While there is a discernible interplay between goodness and darkness (evil), manifested through a myriad of topics, I am conflicted as to whether I would classify this as a Christian novel. It is marketed as such, and while I can extrapolate a general Christian message from the overall content, I still do not feel quite comfortable labeling it as such. I personally don’t think that if a non-Christian were to pick up this book and read it, they would consider it a Christian work without being told so. There is no profanity, just allusions to people cursing, and none of the characters demonstrate any kind of faith in God that I could see. The bits and pieces of the former cult are the only religion demonstrated in the narrative, and naturally Zoe has a bitter and negative view of such, which was reinforced after leaving the cult. I think that with the storyline, Dekker could have really turned this into a fantastic Christian inspirational novel by the last third of the book, and I’m disappointed that it didn’t happen.

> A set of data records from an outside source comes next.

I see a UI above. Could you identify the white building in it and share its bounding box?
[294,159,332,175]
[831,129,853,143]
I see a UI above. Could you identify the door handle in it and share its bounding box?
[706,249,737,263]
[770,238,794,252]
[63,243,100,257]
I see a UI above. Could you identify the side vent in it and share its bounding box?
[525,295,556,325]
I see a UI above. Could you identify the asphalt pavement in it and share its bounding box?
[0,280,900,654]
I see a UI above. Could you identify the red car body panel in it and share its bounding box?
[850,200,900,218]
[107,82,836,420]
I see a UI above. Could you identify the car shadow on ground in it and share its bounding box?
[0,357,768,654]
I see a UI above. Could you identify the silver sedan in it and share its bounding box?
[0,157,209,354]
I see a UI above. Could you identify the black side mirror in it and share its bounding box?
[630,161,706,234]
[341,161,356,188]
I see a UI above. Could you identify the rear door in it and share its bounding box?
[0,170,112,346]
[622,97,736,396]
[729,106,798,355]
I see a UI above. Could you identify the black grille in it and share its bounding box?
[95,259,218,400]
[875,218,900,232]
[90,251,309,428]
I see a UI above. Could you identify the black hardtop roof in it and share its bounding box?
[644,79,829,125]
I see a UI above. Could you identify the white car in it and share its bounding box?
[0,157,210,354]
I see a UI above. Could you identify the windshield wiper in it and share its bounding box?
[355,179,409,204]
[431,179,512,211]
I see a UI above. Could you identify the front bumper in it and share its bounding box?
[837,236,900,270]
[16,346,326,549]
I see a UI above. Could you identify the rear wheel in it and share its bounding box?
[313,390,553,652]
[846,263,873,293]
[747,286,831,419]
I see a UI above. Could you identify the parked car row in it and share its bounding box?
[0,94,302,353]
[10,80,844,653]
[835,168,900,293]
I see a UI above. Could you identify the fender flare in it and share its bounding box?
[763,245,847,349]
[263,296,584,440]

Delving into the shadowy realms of military experimentation, neuroscience, and ethics, Nine is not for the faint of heart. There are scenes of and descriptions of torture that I could definitely have done without; while I am not naïve enough to believe that such things don’t happen, a sentence or allusion to the events without details would suffice, for me at least. The topic of abuse in the story is handled better in this regard, and I think that the questions Dekker raises about ethics are important and need to be considered, especially as we are rapidly entering into a new era of digital dependency and artificial intelligence. As we move forward, we, like the characters in Nine, have to determine who we are and wherein our identity lies. Otherwise, we open ourselves up to being controlled by whomever our community—be it small or large—says we should. From a Christian perspective, we have two choices: follow Jesus or follow Satan: “Again Jesus spoke to them, saying, ‘I am the light of the world. Whoever follows me will not walk in darkness, but will have the light of life’” (John 8:12).

I received a complimentary copy of this book from Revell and was under no obligation to post a positive review. All opinions are my own.